You can say that again, but how often have you come across a Russian e-girl who uses proper Russian? It's too sad they (not only girls, of course) are maiming the language so much these days that good Russian is beginning to be regarded as something of an oddity. People often tell me they think I'm kidding when I use proper Russian and am dead serious. More's the pity, my friend, so yes, let's encourage folks outside Russia to speak the language as it should be spoken!


----------



## Natalisha

Garbuz said:


> Hope you don't think I'm butting in but this phrase - 'Как там твой / твоя?" sounds like two low-class characters are gossiping about their mates.
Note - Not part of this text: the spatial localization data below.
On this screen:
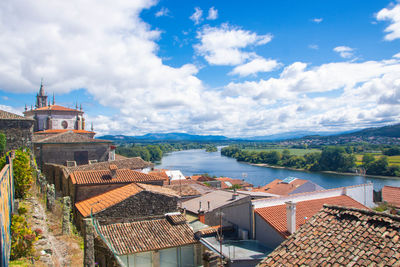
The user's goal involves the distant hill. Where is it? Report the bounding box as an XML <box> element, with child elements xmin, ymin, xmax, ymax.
<box><xmin>340</xmin><ymin>123</ymin><xmax>400</xmax><ymax>138</ymax></box>
<box><xmin>98</xmin><ymin>132</ymin><xmax>229</xmax><ymax>142</ymax></box>
<box><xmin>241</xmin><ymin>130</ymin><xmax>355</xmax><ymax>141</ymax></box>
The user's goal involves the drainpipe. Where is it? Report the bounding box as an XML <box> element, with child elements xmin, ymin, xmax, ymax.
<box><xmin>251</xmin><ymin>204</ymin><xmax>256</xmax><ymax>240</ymax></box>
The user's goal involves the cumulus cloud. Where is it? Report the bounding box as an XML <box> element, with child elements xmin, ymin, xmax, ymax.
<box><xmin>229</xmin><ymin>58</ymin><xmax>281</xmax><ymax>77</ymax></box>
<box><xmin>194</xmin><ymin>24</ymin><xmax>273</xmax><ymax>65</ymax></box>
<box><xmin>207</xmin><ymin>7</ymin><xmax>218</xmax><ymax>20</ymax></box>
<box><xmin>155</xmin><ymin>7</ymin><xmax>170</xmax><ymax>17</ymax></box>
<box><xmin>190</xmin><ymin>7</ymin><xmax>203</xmax><ymax>25</ymax></box>
<box><xmin>376</xmin><ymin>4</ymin><xmax>400</xmax><ymax>41</ymax></box>
<box><xmin>333</xmin><ymin>46</ymin><xmax>354</xmax><ymax>59</ymax></box>
<box><xmin>312</xmin><ymin>18</ymin><xmax>323</xmax><ymax>23</ymax></box>
<box><xmin>394</xmin><ymin>52</ymin><xmax>400</xmax><ymax>58</ymax></box>
<box><xmin>308</xmin><ymin>44</ymin><xmax>319</xmax><ymax>50</ymax></box>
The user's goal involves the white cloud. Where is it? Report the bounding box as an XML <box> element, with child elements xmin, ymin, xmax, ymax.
<box><xmin>155</xmin><ymin>7</ymin><xmax>170</xmax><ymax>17</ymax></box>
<box><xmin>190</xmin><ymin>7</ymin><xmax>203</xmax><ymax>25</ymax></box>
<box><xmin>394</xmin><ymin>52</ymin><xmax>400</xmax><ymax>58</ymax></box>
<box><xmin>333</xmin><ymin>46</ymin><xmax>354</xmax><ymax>59</ymax></box>
<box><xmin>308</xmin><ymin>44</ymin><xmax>319</xmax><ymax>50</ymax></box>
<box><xmin>194</xmin><ymin>24</ymin><xmax>273</xmax><ymax>65</ymax></box>
<box><xmin>376</xmin><ymin>4</ymin><xmax>400</xmax><ymax>41</ymax></box>
<box><xmin>207</xmin><ymin>7</ymin><xmax>218</xmax><ymax>20</ymax></box>
<box><xmin>229</xmin><ymin>58</ymin><xmax>281</xmax><ymax>77</ymax></box>
<box><xmin>312</xmin><ymin>18</ymin><xmax>323</xmax><ymax>23</ymax></box>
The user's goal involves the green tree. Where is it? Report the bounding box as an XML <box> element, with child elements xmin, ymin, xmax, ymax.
<box><xmin>367</xmin><ymin>156</ymin><xmax>389</xmax><ymax>175</ymax></box>
<box><xmin>319</xmin><ymin>147</ymin><xmax>355</xmax><ymax>172</ymax></box>
<box><xmin>0</xmin><ymin>132</ymin><xmax>6</xmax><ymax>155</ymax></box>
<box><xmin>362</xmin><ymin>154</ymin><xmax>375</xmax><ymax>170</ymax></box>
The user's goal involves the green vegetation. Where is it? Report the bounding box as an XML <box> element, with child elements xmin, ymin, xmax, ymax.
<box><xmin>116</xmin><ymin>142</ymin><xmax>219</xmax><ymax>162</ymax></box>
<box><xmin>205</xmin><ymin>145</ymin><xmax>218</xmax><ymax>152</ymax></box>
<box><xmin>0</xmin><ymin>149</ymin><xmax>34</xmax><ymax>199</ymax></box>
<box><xmin>243</xmin><ymin>148</ymin><xmax>320</xmax><ymax>156</ymax></box>
<box><xmin>222</xmin><ymin>145</ymin><xmax>400</xmax><ymax>177</ymax></box>
<box><xmin>10</xmin><ymin>207</ymin><xmax>39</xmax><ymax>260</ymax></box>
<box><xmin>0</xmin><ymin>132</ymin><xmax>6</xmax><ymax>155</ymax></box>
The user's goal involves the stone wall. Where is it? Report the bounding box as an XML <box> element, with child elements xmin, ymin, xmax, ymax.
<box><xmin>35</xmin><ymin>143</ymin><xmax>110</xmax><ymax>168</ymax></box>
<box><xmin>0</xmin><ymin>119</ymin><xmax>34</xmax><ymax>151</ymax></box>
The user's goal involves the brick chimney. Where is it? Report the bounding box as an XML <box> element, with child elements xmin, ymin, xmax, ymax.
<box><xmin>109</xmin><ymin>164</ymin><xmax>118</xmax><ymax>179</ymax></box>
<box><xmin>286</xmin><ymin>201</ymin><xmax>296</xmax><ymax>234</ymax></box>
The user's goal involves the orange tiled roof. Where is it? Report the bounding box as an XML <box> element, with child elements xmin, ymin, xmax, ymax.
<box><xmin>75</xmin><ymin>183</ymin><xmax>179</xmax><ymax>217</ymax></box>
<box><xmin>97</xmin><ymin>215</ymin><xmax>197</xmax><ymax>254</ymax></box>
<box><xmin>70</xmin><ymin>169</ymin><xmax>166</xmax><ymax>185</ymax></box>
<box><xmin>148</xmin><ymin>170</ymin><xmax>169</xmax><ymax>180</ymax></box>
<box><xmin>258</xmin><ymin>205</ymin><xmax>400</xmax><ymax>266</ymax></box>
<box><xmin>35</xmin><ymin>129</ymin><xmax>94</xmax><ymax>134</ymax></box>
<box><xmin>252</xmin><ymin>178</ymin><xmax>308</xmax><ymax>195</ymax></box>
<box><xmin>34</xmin><ymin>104</ymin><xmax>82</xmax><ymax>112</ymax></box>
<box><xmin>215</xmin><ymin>177</ymin><xmax>253</xmax><ymax>189</ymax></box>
<box><xmin>75</xmin><ymin>183</ymin><xmax>143</xmax><ymax>217</ymax></box>
<box><xmin>255</xmin><ymin>195</ymin><xmax>368</xmax><ymax>238</ymax></box>
<box><xmin>382</xmin><ymin>186</ymin><xmax>400</xmax><ymax>208</ymax></box>
<box><xmin>190</xmin><ymin>175</ymin><xmax>215</xmax><ymax>182</ymax></box>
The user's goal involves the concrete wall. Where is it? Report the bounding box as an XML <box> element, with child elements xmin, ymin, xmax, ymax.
<box><xmin>35</xmin><ymin>143</ymin><xmax>110</xmax><ymax>168</ymax></box>
<box><xmin>252</xmin><ymin>183</ymin><xmax>374</xmax><ymax>209</ymax></box>
<box><xmin>204</xmin><ymin>196</ymin><xmax>252</xmax><ymax>230</ymax></box>
<box><xmin>254</xmin><ymin>213</ymin><xmax>285</xmax><ymax>249</ymax></box>
<box><xmin>0</xmin><ymin>119</ymin><xmax>34</xmax><ymax>151</ymax></box>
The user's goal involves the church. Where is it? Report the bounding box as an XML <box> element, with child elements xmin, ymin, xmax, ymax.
<box><xmin>23</xmin><ymin>82</ymin><xmax>92</xmax><ymax>136</ymax></box>
<box><xmin>24</xmin><ymin>83</ymin><xmax>115</xmax><ymax>167</ymax></box>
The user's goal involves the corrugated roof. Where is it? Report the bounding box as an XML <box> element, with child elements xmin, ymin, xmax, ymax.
<box><xmin>255</xmin><ymin>195</ymin><xmax>368</xmax><ymax>238</ymax></box>
<box><xmin>258</xmin><ymin>205</ymin><xmax>400</xmax><ymax>266</ymax></box>
<box><xmin>34</xmin><ymin>131</ymin><xmax>111</xmax><ymax>144</ymax></box>
<box><xmin>382</xmin><ymin>186</ymin><xmax>400</xmax><ymax>208</ymax></box>
<box><xmin>0</xmin><ymin>109</ymin><xmax>33</xmax><ymax>120</ymax></box>
<box><xmin>97</xmin><ymin>215</ymin><xmax>197</xmax><ymax>254</ymax></box>
<box><xmin>70</xmin><ymin>169</ymin><xmax>166</xmax><ymax>185</ymax></box>
<box><xmin>182</xmin><ymin>190</ymin><xmax>249</xmax><ymax>214</ymax></box>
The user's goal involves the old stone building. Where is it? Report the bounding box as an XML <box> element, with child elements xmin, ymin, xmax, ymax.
<box><xmin>0</xmin><ymin>109</ymin><xmax>34</xmax><ymax>151</ymax></box>
<box><xmin>23</xmin><ymin>82</ymin><xmax>88</xmax><ymax>133</ymax></box>
<box><xmin>74</xmin><ymin>183</ymin><xmax>179</xmax><ymax>230</ymax></box>
<box><xmin>34</xmin><ymin>131</ymin><xmax>113</xmax><ymax>168</ymax></box>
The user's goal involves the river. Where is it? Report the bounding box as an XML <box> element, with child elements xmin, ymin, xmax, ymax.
<box><xmin>156</xmin><ymin>148</ymin><xmax>400</xmax><ymax>190</ymax></box>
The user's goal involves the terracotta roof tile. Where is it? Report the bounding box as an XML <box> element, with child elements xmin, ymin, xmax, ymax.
<box><xmin>34</xmin><ymin>104</ymin><xmax>82</xmax><ymax>112</ymax></box>
<box><xmin>70</xmin><ymin>169</ymin><xmax>166</xmax><ymax>185</ymax></box>
<box><xmin>35</xmin><ymin>129</ymin><xmax>94</xmax><ymax>134</ymax></box>
<box><xmin>0</xmin><ymin>109</ymin><xmax>33</xmax><ymax>120</ymax></box>
<box><xmin>148</xmin><ymin>170</ymin><xmax>169</xmax><ymax>180</ymax></box>
<box><xmin>382</xmin><ymin>186</ymin><xmax>400</xmax><ymax>208</ymax></box>
<box><xmin>216</xmin><ymin>177</ymin><xmax>253</xmax><ymax>189</ymax></box>
<box><xmin>75</xmin><ymin>183</ymin><xmax>179</xmax><ymax>217</ymax></box>
<box><xmin>255</xmin><ymin>195</ymin><xmax>368</xmax><ymax>238</ymax></box>
<box><xmin>258</xmin><ymin>205</ymin><xmax>400</xmax><ymax>266</ymax></box>
<box><xmin>68</xmin><ymin>157</ymin><xmax>153</xmax><ymax>172</ymax></box>
<box><xmin>34</xmin><ymin>131</ymin><xmax>111</xmax><ymax>144</ymax></box>
<box><xmin>97</xmin><ymin>215</ymin><xmax>197</xmax><ymax>254</ymax></box>
<box><xmin>75</xmin><ymin>183</ymin><xmax>143</xmax><ymax>217</ymax></box>
<box><xmin>253</xmin><ymin>178</ymin><xmax>309</xmax><ymax>195</ymax></box>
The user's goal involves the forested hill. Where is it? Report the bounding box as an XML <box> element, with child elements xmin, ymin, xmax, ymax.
<box><xmin>341</xmin><ymin>123</ymin><xmax>400</xmax><ymax>138</ymax></box>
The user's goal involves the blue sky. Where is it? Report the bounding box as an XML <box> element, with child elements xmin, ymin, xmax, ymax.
<box><xmin>0</xmin><ymin>0</ymin><xmax>399</xmax><ymax>137</ymax></box>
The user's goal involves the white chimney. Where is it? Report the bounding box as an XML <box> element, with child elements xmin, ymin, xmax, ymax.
<box><xmin>286</xmin><ymin>201</ymin><xmax>296</xmax><ymax>234</ymax></box>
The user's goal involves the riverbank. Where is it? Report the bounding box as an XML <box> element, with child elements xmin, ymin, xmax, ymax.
<box><xmin>249</xmin><ymin>163</ymin><xmax>400</xmax><ymax>180</ymax></box>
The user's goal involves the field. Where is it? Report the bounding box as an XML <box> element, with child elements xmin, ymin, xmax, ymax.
<box><xmin>355</xmin><ymin>154</ymin><xmax>400</xmax><ymax>166</ymax></box>
<box><xmin>243</xmin><ymin>148</ymin><xmax>321</xmax><ymax>156</ymax></box>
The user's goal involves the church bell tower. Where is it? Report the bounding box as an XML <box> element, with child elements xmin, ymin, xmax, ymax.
<box><xmin>36</xmin><ymin>80</ymin><xmax>48</xmax><ymax>108</ymax></box>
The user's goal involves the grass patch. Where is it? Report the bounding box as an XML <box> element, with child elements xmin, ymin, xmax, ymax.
<box><xmin>243</xmin><ymin>148</ymin><xmax>321</xmax><ymax>156</ymax></box>
<box><xmin>355</xmin><ymin>153</ymin><xmax>400</xmax><ymax>167</ymax></box>
<box><xmin>9</xmin><ymin>258</ymin><xmax>31</xmax><ymax>266</ymax></box>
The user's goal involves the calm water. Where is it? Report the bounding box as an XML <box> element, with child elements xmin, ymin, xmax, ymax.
<box><xmin>156</xmin><ymin>148</ymin><xmax>400</xmax><ymax>190</ymax></box>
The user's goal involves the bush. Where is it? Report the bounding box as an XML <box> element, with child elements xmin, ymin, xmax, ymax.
<box><xmin>10</xmin><ymin>214</ymin><xmax>38</xmax><ymax>260</ymax></box>
<box><xmin>0</xmin><ymin>132</ymin><xmax>6</xmax><ymax>155</ymax></box>
<box><xmin>12</xmin><ymin>149</ymin><xmax>34</xmax><ymax>199</ymax></box>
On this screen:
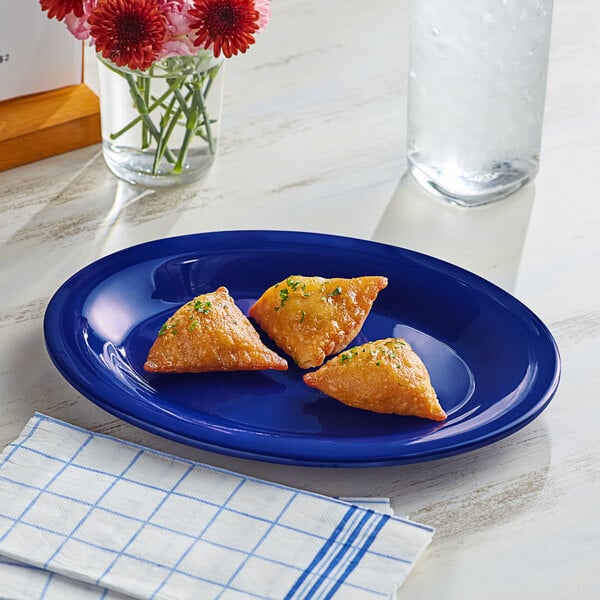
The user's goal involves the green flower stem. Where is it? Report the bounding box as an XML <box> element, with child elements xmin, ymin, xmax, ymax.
<box><xmin>173</xmin><ymin>95</ymin><xmax>200</xmax><ymax>174</ymax></box>
<box><xmin>203</xmin><ymin>62</ymin><xmax>220</xmax><ymax>98</ymax></box>
<box><xmin>123</xmin><ymin>73</ymin><xmax>176</xmax><ymax>164</ymax></box>
<box><xmin>193</xmin><ymin>75</ymin><xmax>215</xmax><ymax>155</ymax></box>
<box><xmin>173</xmin><ymin>87</ymin><xmax>193</xmax><ymax>120</ymax></box>
<box><xmin>109</xmin><ymin>77</ymin><xmax>187</xmax><ymax>140</ymax></box>
<box><xmin>152</xmin><ymin>94</ymin><xmax>181</xmax><ymax>173</ymax></box>
<box><xmin>141</xmin><ymin>75</ymin><xmax>150</xmax><ymax>149</ymax></box>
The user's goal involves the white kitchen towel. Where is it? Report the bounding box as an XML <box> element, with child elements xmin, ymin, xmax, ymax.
<box><xmin>0</xmin><ymin>414</ymin><xmax>433</xmax><ymax>599</ymax></box>
<box><xmin>0</xmin><ymin>557</ymin><xmax>130</xmax><ymax>600</ymax></box>
<box><xmin>0</xmin><ymin>499</ymin><xmax>393</xmax><ymax>600</ymax></box>
<box><xmin>0</xmin><ymin>503</ymin><xmax>395</xmax><ymax>600</ymax></box>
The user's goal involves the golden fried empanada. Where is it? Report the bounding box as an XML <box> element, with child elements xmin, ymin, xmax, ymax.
<box><xmin>303</xmin><ymin>338</ymin><xmax>446</xmax><ymax>421</ymax></box>
<box><xmin>248</xmin><ymin>275</ymin><xmax>388</xmax><ymax>369</ymax></box>
<box><xmin>144</xmin><ymin>287</ymin><xmax>287</xmax><ymax>373</ymax></box>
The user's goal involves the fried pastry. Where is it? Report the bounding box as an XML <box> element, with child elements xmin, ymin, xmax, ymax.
<box><xmin>144</xmin><ymin>287</ymin><xmax>288</xmax><ymax>373</ymax></box>
<box><xmin>303</xmin><ymin>338</ymin><xmax>446</xmax><ymax>421</ymax></box>
<box><xmin>248</xmin><ymin>275</ymin><xmax>388</xmax><ymax>369</ymax></box>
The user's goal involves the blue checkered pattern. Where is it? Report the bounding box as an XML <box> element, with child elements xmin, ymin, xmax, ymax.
<box><xmin>0</xmin><ymin>414</ymin><xmax>433</xmax><ymax>599</ymax></box>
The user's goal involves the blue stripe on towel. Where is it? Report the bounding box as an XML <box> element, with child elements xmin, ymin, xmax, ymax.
<box><xmin>284</xmin><ymin>505</ymin><xmax>358</xmax><ymax>599</ymax></box>
<box><xmin>302</xmin><ymin>510</ymin><xmax>374</xmax><ymax>599</ymax></box>
<box><xmin>323</xmin><ymin>513</ymin><xmax>390</xmax><ymax>599</ymax></box>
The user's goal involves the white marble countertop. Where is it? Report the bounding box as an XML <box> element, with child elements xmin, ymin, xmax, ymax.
<box><xmin>1</xmin><ymin>0</ymin><xmax>599</xmax><ymax>597</ymax></box>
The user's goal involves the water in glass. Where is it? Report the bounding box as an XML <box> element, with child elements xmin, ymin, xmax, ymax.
<box><xmin>407</xmin><ymin>0</ymin><xmax>554</xmax><ymax>206</ymax></box>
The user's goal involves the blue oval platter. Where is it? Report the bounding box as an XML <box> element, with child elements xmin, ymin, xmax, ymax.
<box><xmin>43</xmin><ymin>230</ymin><xmax>561</xmax><ymax>467</ymax></box>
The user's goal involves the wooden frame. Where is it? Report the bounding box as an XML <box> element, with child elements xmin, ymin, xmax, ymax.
<box><xmin>0</xmin><ymin>45</ymin><xmax>100</xmax><ymax>173</ymax></box>
<box><xmin>0</xmin><ymin>84</ymin><xmax>100</xmax><ymax>173</ymax></box>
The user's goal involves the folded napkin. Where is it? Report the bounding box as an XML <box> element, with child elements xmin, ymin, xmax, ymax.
<box><xmin>0</xmin><ymin>414</ymin><xmax>433</xmax><ymax>599</ymax></box>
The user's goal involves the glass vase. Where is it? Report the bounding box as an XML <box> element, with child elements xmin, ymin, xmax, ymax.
<box><xmin>97</xmin><ymin>52</ymin><xmax>225</xmax><ymax>188</ymax></box>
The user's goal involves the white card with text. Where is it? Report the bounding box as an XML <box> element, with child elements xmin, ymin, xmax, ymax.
<box><xmin>0</xmin><ymin>1</ymin><xmax>82</xmax><ymax>102</ymax></box>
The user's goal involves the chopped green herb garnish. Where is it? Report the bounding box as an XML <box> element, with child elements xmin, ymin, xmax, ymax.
<box><xmin>340</xmin><ymin>353</ymin><xmax>350</xmax><ymax>363</ymax></box>
<box><xmin>279</xmin><ymin>288</ymin><xmax>290</xmax><ymax>307</ymax></box>
<box><xmin>328</xmin><ymin>286</ymin><xmax>342</xmax><ymax>297</ymax></box>
<box><xmin>300</xmin><ymin>310</ymin><xmax>306</xmax><ymax>323</ymax></box>
<box><xmin>193</xmin><ymin>300</ymin><xmax>212</xmax><ymax>313</ymax></box>
<box><xmin>286</xmin><ymin>278</ymin><xmax>301</xmax><ymax>290</ymax></box>
<box><xmin>158</xmin><ymin>320</ymin><xmax>178</xmax><ymax>335</ymax></box>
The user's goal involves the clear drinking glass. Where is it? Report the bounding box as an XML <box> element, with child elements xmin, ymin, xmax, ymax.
<box><xmin>407</xmin><ymin>0</ymin><xmax>554</xmax><ymax>206</ymax></box>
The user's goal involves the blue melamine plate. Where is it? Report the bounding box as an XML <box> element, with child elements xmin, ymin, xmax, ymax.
<box><xmin>44</xmin><ymin>230</ymin><xmax>560</xmax><ymax>467</ymax></box>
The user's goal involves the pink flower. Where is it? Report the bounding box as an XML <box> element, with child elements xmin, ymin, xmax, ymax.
<box><xmin>64</xmin><ymin>0</ymin><xmax>96</xmax><ymax>40</ymax></box>
<box><xmin>156</xmin><ymin>0</ymin><xmax>198</xmax><ymax>59</ymax></box>
<box><xmin>165</xmin><ymin>10</ymin><xmax>192</xmax><ymax>36</ymax></box>
<box><xmin>254</xmin><ymin>0</ymin><xmax>271</xmax><ymax>31</ymax></box>
<box><xmin>157</xmin><ymin>0</ymin><xmax>192</xmax><ymax>35</ymax></box>
<box><xmin>158</xmin><ymin>38</ymin><xmax>197</xmax><ymax>58</ymax></box>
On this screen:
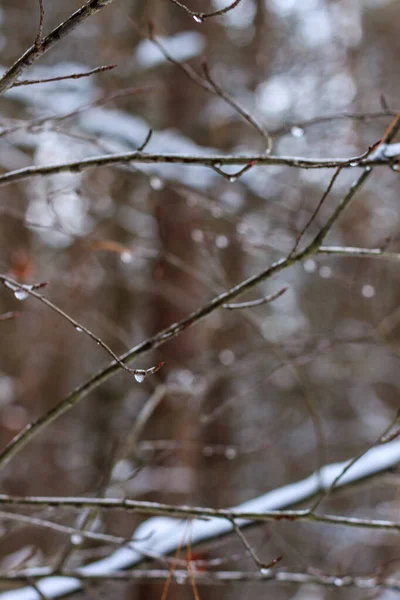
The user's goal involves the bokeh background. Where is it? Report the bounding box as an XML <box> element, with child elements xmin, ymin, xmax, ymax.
<box><xmin>0</xmin><ymin>0</ymin><xmax>400</xmax><ymax>598</ymax></box>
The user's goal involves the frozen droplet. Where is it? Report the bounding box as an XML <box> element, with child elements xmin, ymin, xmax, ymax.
<box><xmin>219</xmin><ymin>349</ymin><xmax>235</xmax><ymax>366</ymax></box>
<box><xmin>225</xmin><ymin>447</ymin><xmax>237</xmax><ymax>460</ymax></box>
<box><xmin>391</xmin><ymin>163</ymin><xmax>400</xmax><ymax>172</ymax></box>
<box><xmin>365</xmin><ymin>166</ymin><xmax>372</xmax><ymax>172</ymax></box>
<box><xmin>71</xmin><ymin>534</ymin><xmax>83</xmax><ymax>546</ymax></box>
<box><xmin>134</xmin><ymin>372</ymin><xmax>146</xmax><ymax>383</ymax></box>
<box><xmin>319</xmin><ymin>265</ymin><xmax>332</xmax><ymax>279</ymax></box>
<box><xmin>349</xmin><ymin>161</ymin><xmax>359</xmax><ymax>167</ymax></box>
<box><xmin>290</xmin><ymin>126</ymin><xmax>304</xmax><ymax>138</ymax></box>
<box><xmin>215</xmin><ymin>234</ymin><xmax>229</xmax><ymax>249</ymax></box>
<box><xmin>191</xmin><ymin>229</ymin><xmax>204</xmax><ymax>243</ymax></box>
<box><xmin>362</xmin><ymin>284</ymin><xmax>375</xmax><ymax>298</ymax></box>
<box><xmin>14</xmin><ymin>290</ymin><xmax>29</xmax><ymax>301</ymax></box>
<box><xmin>228</xmin><ymin>176</ymin><xmax>237</xmax><ymax>183</ymax></box>
<box><xmin>149</xmin><ymin>176</ymin><xmax>164</xmax><ymax>190</ymax></box>
<box><xmin>303</xmin><ymin>259</ymin><xmax>316</xmax><ymax>273</ymax></box>
<box><xmin>193</xmin><ymin>15</ymin><xmax>204</xmax><ymax>23</ymax></box>
<box><xmin>333</xmin><ymin>577</ymin><xmax>345</xmax><ymax>587</ymax></box>
<box><xmin>260</xmin><ymin>568</ymin><xmax>270</xmax><ymax>576</ymax></box>
<box><xmin>75</xmin><ymin>326</ymin><xmax>83</xmax><ymax>333</ymax></box>
<box><xmin>120</xmin><ymin>251</ymin><xmax>133</xmax><ymax>264</ymax></box>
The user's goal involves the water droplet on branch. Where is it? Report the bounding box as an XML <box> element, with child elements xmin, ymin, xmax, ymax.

Sometimes people start asking the question ('Как там твой......') and suddenly realize that they don't remember the name.


----------



## morzh

- Как там твой......хахель?
- Да, дышит, козлик.


----------



## ddpp

Van Veen said:


> You can say that again, but how often have you come across a Russian e-girl who uses proper Russian? It's too sad they (not only girls, of course) are maiming the language so much these days that good Russian is beginning to be regarded as something of an oddity. People often tell me they think I'm kidding when I use proper Russian and am dead serious. More's the pity, my friend, so yes, let's encourage folks outside Russia to speak the language as it should be spoken!



I agree! 


By the way, thanks everybody!


----------